Creating new tables for each user automatically

I am trying to use Backendless for a scenario that needs a new set of tables for each user. I am looking for
“The best way to clone two existing tables, e.g., T1 and T2 where T2 has 1-n relation with T1 for each new user. The result should be, for instance, T1_user1, T1_user2 …. And T2_user1, T2_user2 ….”
I have looked at an old blog about Backendless Console API, but it seems to be a non-official method that was not even recommended ( May 2019).
Any suggestions?

Hi @Farhad_Abtahi,

Welcome to our community!

We do not have “Clone DB Table API”, and there is no way to do it without the usage of the unrecommended for the production Console API.
May I ask why you need to clone tables? This sounds like something a little wrong, I think you should reconsider the architecture of how you store data in the database.

Regards,
Stanislaw

Hi @stanislaw.grin

Thanks, I am excited about Backendless.
I have two tables with measurement data from a set of sensors, creating one new data record per second corresponding to 36,00 records per hour and 28,800 for 8 hours per day.
To manage the performance, we want to use a different table for each user. We also consider the 400,000 limits for the objects in a table.
Do you have any alternative suggestions?

Regards,
Farhad

May I also ask you which operations in the future you think will not show high performance with the approach with a single table for all users? Do you think that the operation of saving sensors data itself will slow down or fetch from this table later? And what is the reason for the 400,000 objects limit?

Thanks for prompt replies :slight_smile:

We are mostly concern about fetching from the database. The frontend app will get many queries for generating statistics comparing different time intervals etc., for each user. The data can grow very fast for a user if they want to keep their data for a year.
We are making an MVP for our startup and, hence, trying to find the optimum architecture with fewer costs and high performance now but can be expanded later. Data objects in a table 400,000 is a limit for CLOUD 99. And from phrasing seems to be for each table/user and then for additional 200,000 objects, it will be 10 USD/month. Right?
Can you also give me a hint about the cost of Backendless Pro Limitless?

Regards,
Farhad

Hi Farhad,

How many users do you anticipate to have? Is it in hundreds, thousands, hundreds of thousands? Knowing that information would help to estimate the cost.

Regards,
Mark

Hi Mark

It will be in hundreds in the near future, but I hope to be ready for thousands.
Perhaps for hundreds of thousands, we might need to redesign our solution.

Regards,
Farhad

@Farhad_Abtahi, here is a way on how to implement automatic tables creation:

  1. The API for creating new objects contains the name of a data table. If the table does not exist, Backendless automatically creates it. Each property of the object(s) in the request is validated against the table schema. If a property does not have a matching column, Backendless also automatically creates it.
    If you disabled “Dynamic Schema Definition”, enable it. By default, it’s enabled.
  2. When saving objects, use the following API in order to create a proper relation column and its data on-the-fly:
    Set Relation with objects - Backendless SDK for JavaScript API Documentation
    Backendless.Data.of('TABLE-NAME').setRelation(parentObject, relationColumnName, childrenArray)

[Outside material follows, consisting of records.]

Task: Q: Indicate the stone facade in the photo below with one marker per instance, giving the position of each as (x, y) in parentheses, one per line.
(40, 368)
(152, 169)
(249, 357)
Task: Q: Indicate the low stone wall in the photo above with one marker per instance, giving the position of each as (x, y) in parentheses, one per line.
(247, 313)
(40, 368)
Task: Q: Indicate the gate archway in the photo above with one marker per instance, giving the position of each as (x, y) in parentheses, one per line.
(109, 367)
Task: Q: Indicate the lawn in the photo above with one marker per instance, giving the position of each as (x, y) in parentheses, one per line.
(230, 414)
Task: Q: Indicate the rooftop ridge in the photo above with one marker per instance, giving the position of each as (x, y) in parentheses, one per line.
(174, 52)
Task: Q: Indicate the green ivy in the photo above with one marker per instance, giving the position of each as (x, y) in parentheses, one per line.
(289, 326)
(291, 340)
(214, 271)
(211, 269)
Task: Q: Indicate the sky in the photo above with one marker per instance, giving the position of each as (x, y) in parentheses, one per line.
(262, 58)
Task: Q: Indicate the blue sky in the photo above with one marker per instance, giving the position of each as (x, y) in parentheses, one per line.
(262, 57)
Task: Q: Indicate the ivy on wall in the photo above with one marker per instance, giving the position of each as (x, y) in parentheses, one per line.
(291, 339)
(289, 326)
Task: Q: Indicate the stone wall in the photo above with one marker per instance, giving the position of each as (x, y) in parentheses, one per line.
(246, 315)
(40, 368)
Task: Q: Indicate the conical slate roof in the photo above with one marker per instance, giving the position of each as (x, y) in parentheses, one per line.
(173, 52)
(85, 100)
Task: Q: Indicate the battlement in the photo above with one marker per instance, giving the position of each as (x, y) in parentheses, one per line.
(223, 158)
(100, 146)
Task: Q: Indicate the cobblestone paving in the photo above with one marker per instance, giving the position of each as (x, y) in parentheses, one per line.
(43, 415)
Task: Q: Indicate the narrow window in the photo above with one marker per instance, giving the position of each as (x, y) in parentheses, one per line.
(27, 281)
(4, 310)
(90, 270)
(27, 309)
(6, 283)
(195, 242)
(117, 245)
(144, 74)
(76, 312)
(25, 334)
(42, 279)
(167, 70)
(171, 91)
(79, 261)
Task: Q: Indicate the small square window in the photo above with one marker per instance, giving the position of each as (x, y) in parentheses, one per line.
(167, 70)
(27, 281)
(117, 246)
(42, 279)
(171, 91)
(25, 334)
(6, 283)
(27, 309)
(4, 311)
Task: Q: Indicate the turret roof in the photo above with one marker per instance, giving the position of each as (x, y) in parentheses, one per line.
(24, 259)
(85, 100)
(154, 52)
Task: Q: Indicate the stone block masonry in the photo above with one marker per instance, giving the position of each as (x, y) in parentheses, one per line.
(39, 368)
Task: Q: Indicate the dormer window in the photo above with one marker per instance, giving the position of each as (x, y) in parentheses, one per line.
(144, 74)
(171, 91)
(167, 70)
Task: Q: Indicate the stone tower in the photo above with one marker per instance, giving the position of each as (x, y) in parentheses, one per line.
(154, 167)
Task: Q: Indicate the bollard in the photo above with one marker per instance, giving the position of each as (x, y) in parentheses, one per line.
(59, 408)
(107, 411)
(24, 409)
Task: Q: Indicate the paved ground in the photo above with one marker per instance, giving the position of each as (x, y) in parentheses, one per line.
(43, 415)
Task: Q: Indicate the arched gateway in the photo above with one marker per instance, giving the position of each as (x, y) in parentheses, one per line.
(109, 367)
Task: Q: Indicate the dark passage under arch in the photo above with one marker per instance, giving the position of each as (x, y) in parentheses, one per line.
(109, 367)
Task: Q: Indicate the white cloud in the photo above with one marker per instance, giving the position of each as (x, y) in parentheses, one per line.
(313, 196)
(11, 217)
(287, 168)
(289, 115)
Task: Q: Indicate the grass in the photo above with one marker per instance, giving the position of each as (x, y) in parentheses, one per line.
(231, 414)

If the column does not exist in the parent table at the time when the API is called, the value of the "relationColumnName " argument must include the name of the child table separated by colon and the cardinality notation. The cardinality is expressed as ":1 " for one-to-one relations and ":n " for one-to-many relations. For example, the value of "myOrder:Order:1 " will create a one-to-one relation column "myOrder " in the parent table. The column will point to the Order child table. Likewise, the value of "myOrder:Order:n " will create a one-to-many relation column "myOrder " pointing to the Order table.

Keep in mind that the Cloud99 plan is limited to 200 tables and you can buy 50 additional tables for $25 in our marketplace.

Let me know if you have any questions.

Regards,
Stanislaw

1 Like

Thanks, @stanislaw.grin I saw this solution somewhere but It was missing the relationship part. It should work :slight_smile:

just as input:

i made a test to query a table that have over 13.4 mil records and its executing a query that return 100 objects in 24.689ms.